Ungkapan ini menggambarkan pandangan mendalam Freire tentang hakikat manusia
sebagai makhluk yang senantiasa berkembang dan tidak pernah berhenti belajar.
Dalam pandangan Freire, manusia
bukanlah entitas yang statis, melainkan makhluk dinamis yang terus membentuk
dirinya melalui pengalaman, refleksi, dan tindakan. Kalimat “tidak pernah
selesai” menegaskan bahwa manusia selalu berada dalam proses “menjadi” yakni
sebuah perjalanan tanpa akhir menuju pemahaman diri dan dunia. Ia menolak
gagasan bahwa manusia dapat dianggap “jadi” atau “selesai” pada titik tertentu,
karena setiap pengalaman baru selalu membuka ruang untuk pembelajaran dan
perubahan. Dengan demikian, eksistensi manusia bersifat terbuka, terus berevolusi,
dan menuntut kesadaran reflektif atas keberadaannya.
Ungkapan ini juga mencerminkan
inti dari teori pendidikan Freire, yaitu “pendidikan pembebasan” (liberating
education). Dalam proses pendidikan yang sejati, guru dan murid sama-sama
belajar dan tumbuh; tidak ada pihak yang pasif menerima pengetahuan. Proses
“selalu menjadi” menuntut dialog, kesadaran kritis, dan keterlibatan aktif
dalam memahami realitas sosial. Bagi Freire, pendidikan bukanlah pengisian
“wadah kosong”, melainkan proses dialogis yang menumbuhkan manusia menjadi
subjek (bukan objek) dalam kehidupannya sendiri. Inilah mengapa belajar tidak
berhenti di ruang kelas, melainkan berlangsung sepanjang hidup.

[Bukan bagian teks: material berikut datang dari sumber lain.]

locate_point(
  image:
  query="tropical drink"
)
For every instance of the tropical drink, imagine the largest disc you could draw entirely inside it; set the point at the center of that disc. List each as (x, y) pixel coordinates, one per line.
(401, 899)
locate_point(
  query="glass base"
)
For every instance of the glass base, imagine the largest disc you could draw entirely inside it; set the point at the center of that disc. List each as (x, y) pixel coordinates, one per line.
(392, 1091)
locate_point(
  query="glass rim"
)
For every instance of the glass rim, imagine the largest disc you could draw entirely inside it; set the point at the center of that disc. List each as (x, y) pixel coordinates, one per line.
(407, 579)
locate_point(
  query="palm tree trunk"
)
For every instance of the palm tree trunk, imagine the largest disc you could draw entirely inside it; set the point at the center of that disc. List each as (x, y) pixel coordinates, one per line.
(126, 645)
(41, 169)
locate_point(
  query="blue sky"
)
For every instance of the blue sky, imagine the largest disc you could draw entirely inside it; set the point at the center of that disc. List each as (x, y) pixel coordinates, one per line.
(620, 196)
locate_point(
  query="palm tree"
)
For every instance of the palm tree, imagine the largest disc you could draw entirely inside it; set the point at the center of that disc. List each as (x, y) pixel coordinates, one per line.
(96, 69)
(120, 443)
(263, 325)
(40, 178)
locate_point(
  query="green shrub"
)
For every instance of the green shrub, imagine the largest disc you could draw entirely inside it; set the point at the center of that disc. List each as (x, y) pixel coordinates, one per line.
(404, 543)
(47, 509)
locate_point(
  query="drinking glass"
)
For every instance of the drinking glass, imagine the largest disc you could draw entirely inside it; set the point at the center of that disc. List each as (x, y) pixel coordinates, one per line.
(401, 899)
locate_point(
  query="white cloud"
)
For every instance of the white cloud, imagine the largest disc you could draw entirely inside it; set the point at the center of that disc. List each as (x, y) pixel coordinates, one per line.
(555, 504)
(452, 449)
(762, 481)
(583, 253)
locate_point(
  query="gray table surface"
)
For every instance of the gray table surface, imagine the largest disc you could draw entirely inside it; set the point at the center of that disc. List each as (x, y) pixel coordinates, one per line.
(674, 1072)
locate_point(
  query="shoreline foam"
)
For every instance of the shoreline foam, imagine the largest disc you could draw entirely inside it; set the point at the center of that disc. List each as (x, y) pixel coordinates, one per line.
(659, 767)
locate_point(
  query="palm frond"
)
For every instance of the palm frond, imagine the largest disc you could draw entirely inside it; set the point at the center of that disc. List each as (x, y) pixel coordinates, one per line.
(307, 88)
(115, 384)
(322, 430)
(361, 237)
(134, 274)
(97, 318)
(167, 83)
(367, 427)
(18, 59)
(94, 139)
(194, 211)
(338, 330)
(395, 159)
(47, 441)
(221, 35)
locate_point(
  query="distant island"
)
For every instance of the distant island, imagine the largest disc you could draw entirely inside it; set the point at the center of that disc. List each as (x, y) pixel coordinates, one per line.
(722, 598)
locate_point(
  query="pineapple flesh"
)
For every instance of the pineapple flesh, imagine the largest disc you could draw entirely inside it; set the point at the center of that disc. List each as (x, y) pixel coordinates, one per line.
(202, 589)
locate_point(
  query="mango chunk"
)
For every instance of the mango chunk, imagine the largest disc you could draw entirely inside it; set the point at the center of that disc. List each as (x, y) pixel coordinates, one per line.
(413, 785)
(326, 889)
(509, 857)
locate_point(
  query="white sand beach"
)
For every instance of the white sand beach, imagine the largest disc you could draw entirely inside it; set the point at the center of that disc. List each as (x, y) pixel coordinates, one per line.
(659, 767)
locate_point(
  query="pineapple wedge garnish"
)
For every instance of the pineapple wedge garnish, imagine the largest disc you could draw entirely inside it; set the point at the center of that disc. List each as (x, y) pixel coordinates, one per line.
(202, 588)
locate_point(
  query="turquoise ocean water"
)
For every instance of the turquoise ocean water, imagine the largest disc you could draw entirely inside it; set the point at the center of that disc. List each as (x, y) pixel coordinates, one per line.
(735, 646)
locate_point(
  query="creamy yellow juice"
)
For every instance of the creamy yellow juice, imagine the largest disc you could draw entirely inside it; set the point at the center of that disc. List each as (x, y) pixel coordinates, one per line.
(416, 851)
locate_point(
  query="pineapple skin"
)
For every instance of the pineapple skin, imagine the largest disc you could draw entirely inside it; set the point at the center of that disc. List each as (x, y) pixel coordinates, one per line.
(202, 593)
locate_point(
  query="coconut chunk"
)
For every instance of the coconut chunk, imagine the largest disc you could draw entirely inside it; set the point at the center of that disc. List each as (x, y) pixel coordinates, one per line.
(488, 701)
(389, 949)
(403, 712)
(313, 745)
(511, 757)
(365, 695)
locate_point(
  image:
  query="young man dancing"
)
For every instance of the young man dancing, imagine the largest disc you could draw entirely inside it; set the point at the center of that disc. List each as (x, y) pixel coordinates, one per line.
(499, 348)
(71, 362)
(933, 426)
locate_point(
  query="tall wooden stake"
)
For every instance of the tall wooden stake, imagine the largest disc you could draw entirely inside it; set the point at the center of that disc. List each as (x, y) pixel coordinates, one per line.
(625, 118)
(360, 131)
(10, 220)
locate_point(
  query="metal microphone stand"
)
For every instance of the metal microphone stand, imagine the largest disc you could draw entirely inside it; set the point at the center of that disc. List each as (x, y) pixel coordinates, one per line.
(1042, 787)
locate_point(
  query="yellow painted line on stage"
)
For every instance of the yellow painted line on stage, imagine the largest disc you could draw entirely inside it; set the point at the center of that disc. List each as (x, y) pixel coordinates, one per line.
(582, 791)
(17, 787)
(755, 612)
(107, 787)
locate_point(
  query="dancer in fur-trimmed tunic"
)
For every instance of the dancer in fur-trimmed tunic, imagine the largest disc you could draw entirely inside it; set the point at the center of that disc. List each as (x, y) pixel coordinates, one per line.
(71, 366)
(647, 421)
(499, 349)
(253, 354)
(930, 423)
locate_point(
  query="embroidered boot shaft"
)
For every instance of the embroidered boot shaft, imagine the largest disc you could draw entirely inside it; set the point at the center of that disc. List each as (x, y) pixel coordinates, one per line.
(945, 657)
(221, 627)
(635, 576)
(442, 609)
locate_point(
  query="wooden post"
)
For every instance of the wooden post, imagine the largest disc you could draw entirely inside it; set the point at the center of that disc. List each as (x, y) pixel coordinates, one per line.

Freire ingin menegaskan bahwa kemanusiaan sejati terletak pada kemampuan manusia untuk terus bertumbuh dan memperbaiki diri. Kesadaran bahwa kita “selalu menjadi” membuat manusia rendah hati terhadap keterbatasannya, tetapi juga optimistis terhadap kemampuannya untuk berubah. Dalam konteks sosial, hal ini berarti manusia harus aktif mengubah kondisi ketidakadilan, bukan sekadar menerimanya. Proses menjadi manusia sejati tidak hanya terjadi dalam ranah intelektual, tetapi juga melalui tindakan sosial yang berkeadilan dan berempati.
Ungkapan Paulo Freire mengandung pesan universal bahwa manusia adalah proyek yang tak pernah selesai. Menjadi manusia berarti terus mencari makna, menumbuhkan kesadaran, dan berpartisipasi dalam perubahan dunia. Proses ini menuntut keterbukaan terhadap pengalaman, refleksi atas kesalahan, dan keberanian untuk terus berkembang. Dengan memahami bahwa kita “selalu menjadi”, kita belajar menerima perjalanan hidup sebagai ruang pembelajaran tanpa akhir, sebuah proses yang menjadikan kita lebih manusiawi dari waktu ke waktu.